What makes this system remarkable is that these tags can be inherited when a cell divides, passing “on” or “off” instructions to daughter cells without changing a single letter of the genetic code. Cells also modify the spool-like proteins that DNA wraps around (called histones), making certain stretches of the genome more or less accessible to transcription machinery. These layers of regulation, collectively called epigenetics, mean that DNA carries information not just in its base sequence but also in the pattern of chemical marks decorating its surface. The same genome can produce very different outcomes depending on which marks are present.
Why the System Works So Reliably
The genetic code is essentially universal. Bacteria, plants, fungi, and animals all read DNA the same way, using the same codon-to-amino-acid assignments. This universality is one of the strongest pieces of evidence that all life on Earth shares a common ancestor.

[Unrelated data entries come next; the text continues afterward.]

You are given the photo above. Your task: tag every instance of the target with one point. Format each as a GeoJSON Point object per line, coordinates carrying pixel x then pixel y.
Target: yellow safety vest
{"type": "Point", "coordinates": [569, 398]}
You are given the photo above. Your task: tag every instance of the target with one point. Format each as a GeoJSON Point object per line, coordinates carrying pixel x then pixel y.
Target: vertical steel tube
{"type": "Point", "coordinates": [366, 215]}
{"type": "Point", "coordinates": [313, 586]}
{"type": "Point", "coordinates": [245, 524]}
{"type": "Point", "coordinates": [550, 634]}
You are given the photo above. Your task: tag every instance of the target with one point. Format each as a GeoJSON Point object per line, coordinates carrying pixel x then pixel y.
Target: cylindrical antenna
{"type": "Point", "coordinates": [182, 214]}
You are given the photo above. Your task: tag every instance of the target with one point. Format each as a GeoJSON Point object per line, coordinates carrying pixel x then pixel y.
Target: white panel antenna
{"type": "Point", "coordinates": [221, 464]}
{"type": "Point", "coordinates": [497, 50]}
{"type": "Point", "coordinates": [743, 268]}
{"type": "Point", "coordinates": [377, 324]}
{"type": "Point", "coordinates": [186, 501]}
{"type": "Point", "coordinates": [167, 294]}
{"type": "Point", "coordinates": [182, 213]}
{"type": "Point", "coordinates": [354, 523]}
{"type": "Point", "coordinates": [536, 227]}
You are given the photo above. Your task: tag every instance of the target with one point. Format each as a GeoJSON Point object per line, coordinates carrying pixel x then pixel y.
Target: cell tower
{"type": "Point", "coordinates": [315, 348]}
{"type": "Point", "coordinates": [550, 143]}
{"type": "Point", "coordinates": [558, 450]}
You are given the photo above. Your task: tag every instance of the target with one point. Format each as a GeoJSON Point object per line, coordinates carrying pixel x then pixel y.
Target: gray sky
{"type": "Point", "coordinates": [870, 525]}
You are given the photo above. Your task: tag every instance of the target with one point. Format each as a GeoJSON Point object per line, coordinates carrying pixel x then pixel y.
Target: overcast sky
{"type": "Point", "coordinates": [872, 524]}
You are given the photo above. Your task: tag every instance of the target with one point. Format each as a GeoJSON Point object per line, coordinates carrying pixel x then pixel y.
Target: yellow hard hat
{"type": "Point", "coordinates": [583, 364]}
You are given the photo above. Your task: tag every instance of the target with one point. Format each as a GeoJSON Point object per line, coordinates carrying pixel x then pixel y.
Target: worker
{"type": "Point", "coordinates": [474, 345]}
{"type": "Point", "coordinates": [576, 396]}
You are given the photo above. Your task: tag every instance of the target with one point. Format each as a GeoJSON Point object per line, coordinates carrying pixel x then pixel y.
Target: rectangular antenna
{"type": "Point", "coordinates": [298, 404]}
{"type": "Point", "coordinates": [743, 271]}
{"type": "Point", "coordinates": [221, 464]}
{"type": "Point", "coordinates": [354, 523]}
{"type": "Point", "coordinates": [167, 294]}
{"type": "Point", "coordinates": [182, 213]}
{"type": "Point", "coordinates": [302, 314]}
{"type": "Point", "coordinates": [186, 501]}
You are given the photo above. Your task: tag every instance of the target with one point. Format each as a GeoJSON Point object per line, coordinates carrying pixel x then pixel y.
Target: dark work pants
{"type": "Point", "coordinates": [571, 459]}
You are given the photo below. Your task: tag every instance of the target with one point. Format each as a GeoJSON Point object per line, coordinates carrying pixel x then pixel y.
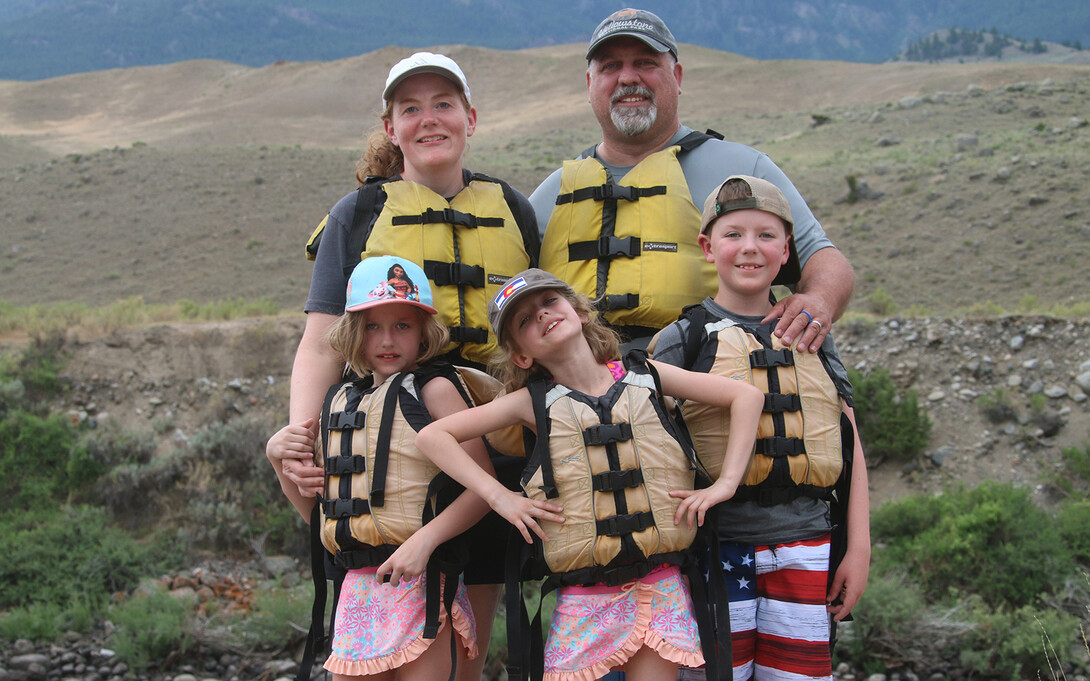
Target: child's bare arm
{"type": "Point", "coordinates": [294, 442]}
{"type": "Point", "coordinates": [439, 442]}
{"type": "Point", "coordinates": [850, 579]}
{"type": "Point", "coordinates": [745, 403]}
{"type": "Point", "coordinates": [441, 399]}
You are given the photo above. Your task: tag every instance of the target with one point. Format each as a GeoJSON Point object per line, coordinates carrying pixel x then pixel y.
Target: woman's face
{"type": "Point", "coordinates": [428, 121]}
{"type": "Point", "coordinates": [391, 341]}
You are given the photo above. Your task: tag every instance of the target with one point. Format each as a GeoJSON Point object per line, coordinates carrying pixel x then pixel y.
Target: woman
{"type": "Point", "coordinates": [469, 233]}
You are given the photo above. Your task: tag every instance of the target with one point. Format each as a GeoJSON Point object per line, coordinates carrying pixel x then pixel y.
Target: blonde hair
{"type": "Point", "coordinates": [349, 332]}
{"type": "Point", "coordinates": [604, 342]}
{"type": "Point", "coordinates": [383, 158]}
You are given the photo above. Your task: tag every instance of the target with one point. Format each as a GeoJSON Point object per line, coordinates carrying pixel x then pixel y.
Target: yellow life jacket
{"type": "Point", "coordinates": [379, 488]}
{"type": "Point", "coordinates": [610, 462]}
{"type": "Point", "coordinates": [468, 246]}
{"type": "Point", "coordinates": [630, 244]}
{"type": "Point", "coordinates": [799, 449]}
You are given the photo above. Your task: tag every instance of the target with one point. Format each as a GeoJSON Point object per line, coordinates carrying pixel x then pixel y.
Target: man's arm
{"type": "Point", "coordinates": [544, 198]}
{"type": "Point", "coordinates": [823, 293]}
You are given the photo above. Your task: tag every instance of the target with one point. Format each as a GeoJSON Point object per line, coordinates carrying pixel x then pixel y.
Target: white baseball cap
{"type": "Point", "coordinates": [424, 62]}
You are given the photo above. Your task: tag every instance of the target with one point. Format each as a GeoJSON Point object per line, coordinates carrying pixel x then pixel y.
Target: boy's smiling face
{"type": "Point", "coordinates": [748, 247]}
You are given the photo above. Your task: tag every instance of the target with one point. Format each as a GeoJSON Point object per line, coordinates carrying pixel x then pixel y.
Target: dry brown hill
{"type": "Point", "coordinates": [202, 180]}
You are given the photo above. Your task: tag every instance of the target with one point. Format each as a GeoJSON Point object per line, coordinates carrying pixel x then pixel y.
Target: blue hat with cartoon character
{"type": "Point", "coordinates": [388, 279]}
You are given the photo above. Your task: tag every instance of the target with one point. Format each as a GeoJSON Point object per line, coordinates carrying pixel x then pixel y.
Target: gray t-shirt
{"type": "Point", "coordinates": [705, 168]}
{"type": "Point", "coordinates": [748, 522]}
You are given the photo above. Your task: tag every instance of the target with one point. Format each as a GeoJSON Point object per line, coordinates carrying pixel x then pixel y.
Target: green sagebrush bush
{"type": "Point", "coordinates": [31, 378]}
{"type": "Point", "coordinates": [150, 628]}
{"type": "Point", "coordinates": [992, 542]}
{"type": "Point", "coordinates": [68, 556]}
{"type": "Point", "coordinates": [1013, 643]}
{"type": "Point", "coordinates": [34, 457]}
{"type": "Point", "coordinates": [891, 425]}
{"type": "Point", "coordinates": [231, 493]}
{"type": "Point", "coordinates": [894, 627]}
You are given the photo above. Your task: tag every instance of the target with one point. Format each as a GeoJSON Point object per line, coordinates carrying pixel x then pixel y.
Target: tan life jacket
{"type": "Point", "coordinates": [610, 462]}
{"type": "Point", "coordinates": [379, 488]}
{"type": "Point", "coordinates": [799, 445]}
{"type": "Point", "coordinates": [468, 246]}
{"type": "Point", "coordinates": [630, 244]}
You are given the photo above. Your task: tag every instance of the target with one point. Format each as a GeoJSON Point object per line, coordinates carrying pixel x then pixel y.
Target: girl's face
{"type": "Point", "coordinates": [392, 333]}
{"type": "Point", "coordinates": [428, 121]}
{"type": "Point", "coordinates": [540, 324]}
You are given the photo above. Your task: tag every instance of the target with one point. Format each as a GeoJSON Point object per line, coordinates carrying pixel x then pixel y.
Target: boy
{"type": "Point", "coordinates": [776, 530]}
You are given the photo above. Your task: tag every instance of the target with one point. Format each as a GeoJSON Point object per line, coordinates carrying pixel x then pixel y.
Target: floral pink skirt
{"type": "Point", "coordinates": [379, 627]}
{"type": "Point", "coordinates": [596, 629]}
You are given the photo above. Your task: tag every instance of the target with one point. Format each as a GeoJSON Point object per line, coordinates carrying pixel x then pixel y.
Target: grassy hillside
{"type": "Point", "coordinates": [202, 180]}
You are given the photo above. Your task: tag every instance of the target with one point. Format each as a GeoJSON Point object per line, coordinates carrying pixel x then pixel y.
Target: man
{"type": "Point", "coordinates": [621, 219]}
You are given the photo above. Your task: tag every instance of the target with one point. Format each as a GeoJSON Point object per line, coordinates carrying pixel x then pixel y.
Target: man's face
{"type": "Point", "coordinates": [633, 89]}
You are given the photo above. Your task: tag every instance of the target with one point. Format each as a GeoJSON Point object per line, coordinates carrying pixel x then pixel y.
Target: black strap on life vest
{"type": "Point", "coordinates": [838, 514]}
{"type": "Point", "coordinates": [446, 216]}
{"type": "Point", "coordinates": [608, 245]}
{"type": "Point", "coordinates": [445, 564]}
{"type": "Point", "coordinates": [711, 600]}
{"type": "Point", "coordinates": [540, 458]}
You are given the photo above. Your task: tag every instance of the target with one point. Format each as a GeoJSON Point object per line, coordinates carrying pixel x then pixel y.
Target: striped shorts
{"type": "Point", "coordinates": [778, 621]}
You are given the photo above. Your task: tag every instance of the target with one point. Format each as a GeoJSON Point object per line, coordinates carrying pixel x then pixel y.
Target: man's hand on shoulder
{"type": "Point", "coordinates": [823, 294]}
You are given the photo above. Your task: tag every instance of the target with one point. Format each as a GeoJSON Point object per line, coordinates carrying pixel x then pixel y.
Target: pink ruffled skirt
{"type": "Point", "coordinates": [596, 629]}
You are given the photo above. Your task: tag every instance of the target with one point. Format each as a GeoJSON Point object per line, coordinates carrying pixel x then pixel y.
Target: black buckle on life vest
{"type": "Point", "coordinates": [780, 446]}
{"type": "Point", "coordinates": [366, 557]}
{"type": "Point", "coordinates": [346, 465]}
{"type": "Point", "coordinates": [604, 247]}
{"type": "Point", "coordinates": [613, 481]}
{"type": "Point", "coordinates": [603, 434]}
{"type": "Point", "coordinates": [619, 301]}
{"type": "Point", "coordinates": [777, 402]}
{"type": "Point", "coordinates": [766, 357]}
{"type": "Point", "coordinates": [617, 525]}
{"type": "Point", "coordinates": [347, 421]}
{"type": "Point", "coordinates": [346, 508]}
{"type": "Point", "coordinates": [468, 335]}
{"type": "Point", "coordinates": [621, 574]}
{"type": "Point", "coordinates": [455, 274]}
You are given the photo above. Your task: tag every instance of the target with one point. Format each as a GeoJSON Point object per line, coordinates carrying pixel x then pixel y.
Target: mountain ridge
{"type": "Point", "coordinates": [45, 38]}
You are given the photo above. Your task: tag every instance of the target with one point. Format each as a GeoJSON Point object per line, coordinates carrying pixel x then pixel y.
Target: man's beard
{"type": "Point", "coordinates": [631, 121]}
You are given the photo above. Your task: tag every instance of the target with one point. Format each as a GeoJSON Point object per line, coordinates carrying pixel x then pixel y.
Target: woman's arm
{"type": "Point", "coordinates": [439, 441]}
{"type": "Point", "coordinates": [441, 399]}
{"type": "Point", "coordinates": [745, 403]}
{"type": "Point", "coordinates": [291, 450]}
{"type": "Point", "coordinates": [850, 579]}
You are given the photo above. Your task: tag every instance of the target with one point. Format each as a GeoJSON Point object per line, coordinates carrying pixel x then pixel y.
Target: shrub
{"type": "Point", "coordinates": [991, 540]}
{"type": "Point", "coordinates": [1012, 644]}
{"type": "Point", "coordinates": [277, 620]}
{"type": "Point", "coordinates": [889, 424]}
{"type": "Point", "coordinates": [1074, 523]}
{"type": "Point", "coordinates": [65, 556]}
{"type": "Point", "coordinates": [228, 515]}
{"type": "Point", "coordinates": [996, 406]}
{"type": "Point", "coordinates": [894, 627]}
{"type": "Point", "coordinates": [34, 453]}
{"type": "Point", "coordinates": [149, 629]}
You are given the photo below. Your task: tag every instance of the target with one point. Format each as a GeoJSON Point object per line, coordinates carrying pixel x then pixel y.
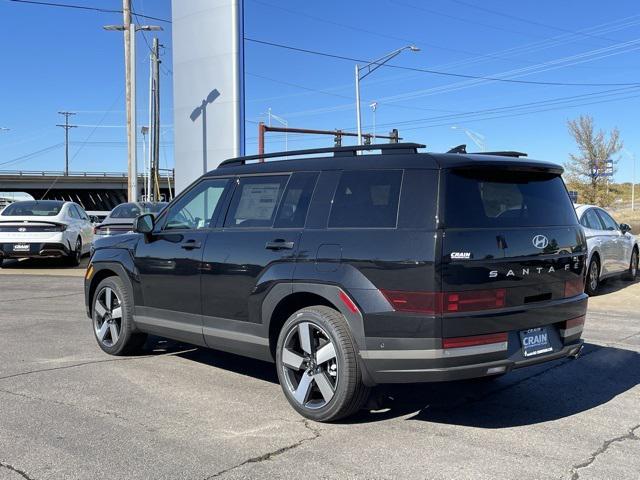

It also means that when scientists insert a human gene into a bacterium, the bacterium can read it and produce a human protein, a principle that underpins much of modern biotechnology.
The system’s reliability comes from multiple layers of precision. Base pairing rules ensure accurate copying. The redundancy of the triplet code cushions against mutation. Proofreading enzymes catch and fix errors during replication. And regulatory elements fine-tune which parts of the code are active at any given moment. The result is an information storage system dense enough to fit the instructions for building and maintaining an entire human body into a molecule too small to see.